Hawks say a tough action must include short and long term steps, including the raising of the water storage capacity by building more dams and optimum use of water in the Indian side.

At present, “more than the surplus” waters of these rivers are flowing into Pakistan, says M.S. Menon, a retired Water Resources Ministry top official, who had handled the Indus Water Treaty for long. He said tightening of the provisions on water release to Pakistan was possible.

“We have to develop capacity for consuming more water. For that, there should be more investment in storage dams to be constructed. There is a lot of water in Jhelum, Chenab and Indus that can be used very much domestically,” he said.

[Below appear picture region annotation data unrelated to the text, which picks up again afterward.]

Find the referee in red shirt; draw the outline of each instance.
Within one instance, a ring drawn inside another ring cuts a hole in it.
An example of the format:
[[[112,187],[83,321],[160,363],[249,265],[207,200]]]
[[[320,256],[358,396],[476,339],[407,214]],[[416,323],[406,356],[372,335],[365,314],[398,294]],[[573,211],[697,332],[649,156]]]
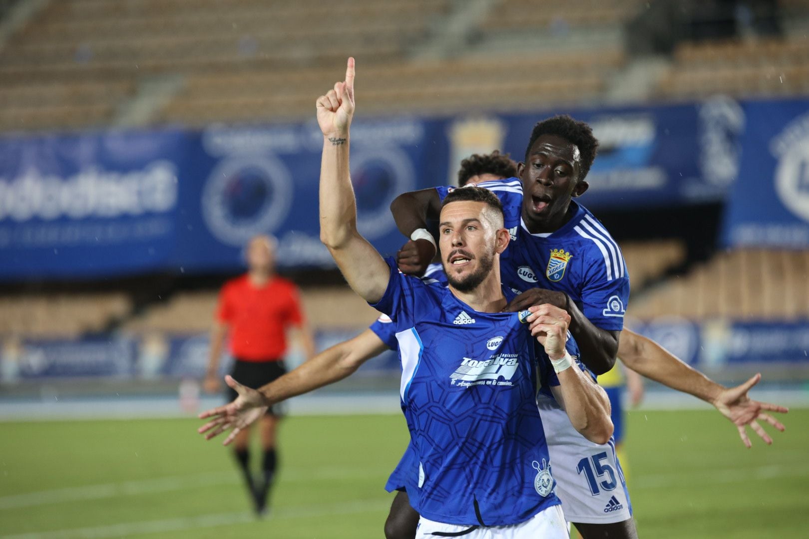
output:
[[[226,283],[219,293],[205,381],[206,391],[215,392],[221,387],[218,365],[228,333],[234,358],[231,375],[253,389],[286,372],[283,356],[288,329],[297,330],[307,359],[314,355],[315,345],[301,312],[298,288],[275,275],[274,250],[275,242],[269,236],[253,238],[247,247],[248,273]],[[234,390],[227,388],[228,402],[237,396]],[[234,444],[236,461],[259,514],[266,511],[268,494],[277,468],[276,427],[280,416],[280,411],[273,406],[260,421],[264,459],[260,478],[254,479],[250,472],[250,429],[240,432]]]

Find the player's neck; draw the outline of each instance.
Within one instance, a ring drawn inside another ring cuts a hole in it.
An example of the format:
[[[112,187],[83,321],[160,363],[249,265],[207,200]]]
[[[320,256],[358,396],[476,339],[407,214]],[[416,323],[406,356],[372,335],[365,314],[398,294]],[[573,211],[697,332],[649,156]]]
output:
[[[248,272],[248,278],[250,279],[250,283],[253,286],[264,286],[273,278],[273,272],[263,269],[252,269]]]
[[[499,266],[499,262],[497,263]],[[474,290],[461,292],[450,284],[450,291],[459,300],[481,313],[499,313],[508,301],[500,284],[499,267],[495,267]]]
[[[567,208],[559,215],[553,216],[547,221],[532,221],[530,217],[526,218],[526,213],[523,212],[523,222],[531,234],[553,234],[573,218],[576,213],[572,200],[568,201]]]

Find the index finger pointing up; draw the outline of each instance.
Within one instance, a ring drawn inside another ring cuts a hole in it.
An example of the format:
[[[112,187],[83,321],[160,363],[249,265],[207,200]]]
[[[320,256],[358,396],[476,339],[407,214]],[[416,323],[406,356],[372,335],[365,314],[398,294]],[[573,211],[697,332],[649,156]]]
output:
[[[354,89],[354,57],[349,57],[348,65],[345,66],[345,86],[349,88]]]

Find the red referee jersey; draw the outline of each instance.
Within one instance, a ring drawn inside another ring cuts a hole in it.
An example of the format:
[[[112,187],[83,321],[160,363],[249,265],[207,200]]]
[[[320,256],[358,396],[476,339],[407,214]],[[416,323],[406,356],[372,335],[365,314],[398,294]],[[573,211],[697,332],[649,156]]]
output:
[[[277,276],[260,287],[247,275],[227,282],[217,318],[230,326],[231,353],[247,361],[282,359],[286,328],[303,323],[297,287]]]

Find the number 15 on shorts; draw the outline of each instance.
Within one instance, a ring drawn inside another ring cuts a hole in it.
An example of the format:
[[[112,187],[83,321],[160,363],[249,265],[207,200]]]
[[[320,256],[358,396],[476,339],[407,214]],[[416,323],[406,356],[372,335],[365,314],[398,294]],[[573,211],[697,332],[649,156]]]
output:
[[[579,475],[584,474],[590,486],[590,492],[597,496],[604,491],[613,491],[618,486],[618,482],[615,475],[615,470],[608,462],[605,462],[608,457],[607,452],[603,451],[590,457],[582,458],[576,466],[576,471]]]

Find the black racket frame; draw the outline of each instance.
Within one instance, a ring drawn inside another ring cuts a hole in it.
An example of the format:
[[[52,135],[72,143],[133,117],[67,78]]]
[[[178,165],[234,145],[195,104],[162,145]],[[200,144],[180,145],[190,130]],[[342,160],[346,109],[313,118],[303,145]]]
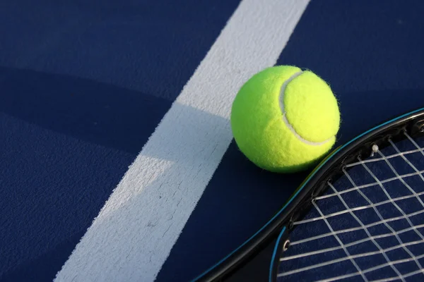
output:
[[[194,281],[273,281],[276,274],[274,250],[290,247],[293,222],[310,209],[314,199],[343,173],[346,164],[366,159],[375,145],[379,149],[405,139],[424,136],[424,108],[407,113],[375,126],[341,146],[323,159],[299,185],[283,209],[244,245]],[[283,230],[284,229],[284,230]],[[283,233],[281,233],[283,232]]]

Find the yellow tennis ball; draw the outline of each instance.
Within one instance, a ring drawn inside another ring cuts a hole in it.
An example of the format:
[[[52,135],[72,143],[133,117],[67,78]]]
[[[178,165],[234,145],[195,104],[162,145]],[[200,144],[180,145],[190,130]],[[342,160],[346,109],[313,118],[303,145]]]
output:
[[[292,66],[266,68],[240,88],[231,128],[242,152],[265,170],[305,170],[333,147],[340,112],[329,85]]]

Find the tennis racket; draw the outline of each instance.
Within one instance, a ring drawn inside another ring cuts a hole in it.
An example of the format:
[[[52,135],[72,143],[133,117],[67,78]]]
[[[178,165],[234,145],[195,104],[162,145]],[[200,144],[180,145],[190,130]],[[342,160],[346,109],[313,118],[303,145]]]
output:
[[[424,281],[424,109],[335,149],[194,281]]]

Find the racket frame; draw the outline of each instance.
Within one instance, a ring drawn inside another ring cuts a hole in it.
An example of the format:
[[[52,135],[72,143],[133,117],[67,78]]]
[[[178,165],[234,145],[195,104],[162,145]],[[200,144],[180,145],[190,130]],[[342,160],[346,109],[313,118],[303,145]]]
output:
[[[405,132],[413,138],[424,136],[424,108],[373,127],[335,149],[315,167],[266,224],[193,281],[225,281],[271,243],[274,247],[269,264],[269,280],[275,281],[278,261],[276,257],[278,250],[289,247],[288,238],[294,228],[293,223],[307,213],[314,199],[328,189],[329,182],[334,182],[343,173],[342,168],[346,164],[357,161],[358,157],[367,158],[373,152],[374,145],[382,149],[390,145],[389,140],[396,142],[404,139]]]

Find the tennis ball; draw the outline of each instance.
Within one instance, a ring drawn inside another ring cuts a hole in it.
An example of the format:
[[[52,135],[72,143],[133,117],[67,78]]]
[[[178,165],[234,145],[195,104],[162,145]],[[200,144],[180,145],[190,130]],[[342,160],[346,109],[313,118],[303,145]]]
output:
[[[316,164],[331,149],[340,125],[329,85],[293,66],[267,68],[240,89],[231,109],[240,150],[259,167],[293,173]]]

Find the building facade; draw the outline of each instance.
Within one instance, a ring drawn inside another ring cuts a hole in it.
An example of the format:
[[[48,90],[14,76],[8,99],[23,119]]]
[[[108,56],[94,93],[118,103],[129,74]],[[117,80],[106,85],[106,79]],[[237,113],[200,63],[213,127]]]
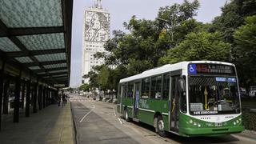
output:
[[[97,59],[94,54],[106,52],[104,44],[110,38],[110,13],[102,8],[101,1],[97,1],[92,7],[85,10],[82,75],[87,74],[94,66],[104,63],[103,59]],[[82,78],[82,83],[89,83],[89,78]]]

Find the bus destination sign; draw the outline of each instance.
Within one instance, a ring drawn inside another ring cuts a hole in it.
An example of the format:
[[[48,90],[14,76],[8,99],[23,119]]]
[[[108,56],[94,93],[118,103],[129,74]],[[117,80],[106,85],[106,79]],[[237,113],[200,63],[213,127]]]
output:
[[[197,63],[189,64],[188,73],[190,74],[234,74],[234,68],[232,66],[219,65],[219,64],[208,64],[208,63]]]

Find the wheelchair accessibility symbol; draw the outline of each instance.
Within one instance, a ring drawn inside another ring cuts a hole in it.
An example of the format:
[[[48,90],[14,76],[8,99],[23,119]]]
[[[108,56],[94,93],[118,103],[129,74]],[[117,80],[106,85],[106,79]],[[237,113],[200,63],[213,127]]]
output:
[[[189,65],[189,74],[197,74],[197,69],[195,64]]]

Under the Indus Water Treaty of 1960 between India and Pakistan, control over the water flowing in three “eastern” rivers — the Beas, the Ravi and Sutlej with the mean flow of 33 million acre feet (MAF) — was given to India. While control over the water flowing in three “western” rivers — the Indus, the Chenab and the Jhelum with the mean flow of 80 MAF — was given to Pakistan.

More controversial, however, were the provisions on how the waters were to be shared. Since Pakistan receives more water flow from India, the treaty allowed India to use western river waters for limited irrigation use and unrestricted use for power generation, domestic, industrial and non-consumptive uses like navigation, floating of property and fish farming, while laying down precise regulations for India to build projects.

But another retired official, who as the Indus Commissioner in the ministry had handled the subject for nearly two decades, said stopping water to Pakistan was not possible. “I don’t think anything like that is possible. Water flows naturally. You can’t stop it,” he said adding there are international treaty obligations India has to implement.

The former official said this issue has been discussed in the past but people make such demands because of an emotional situation.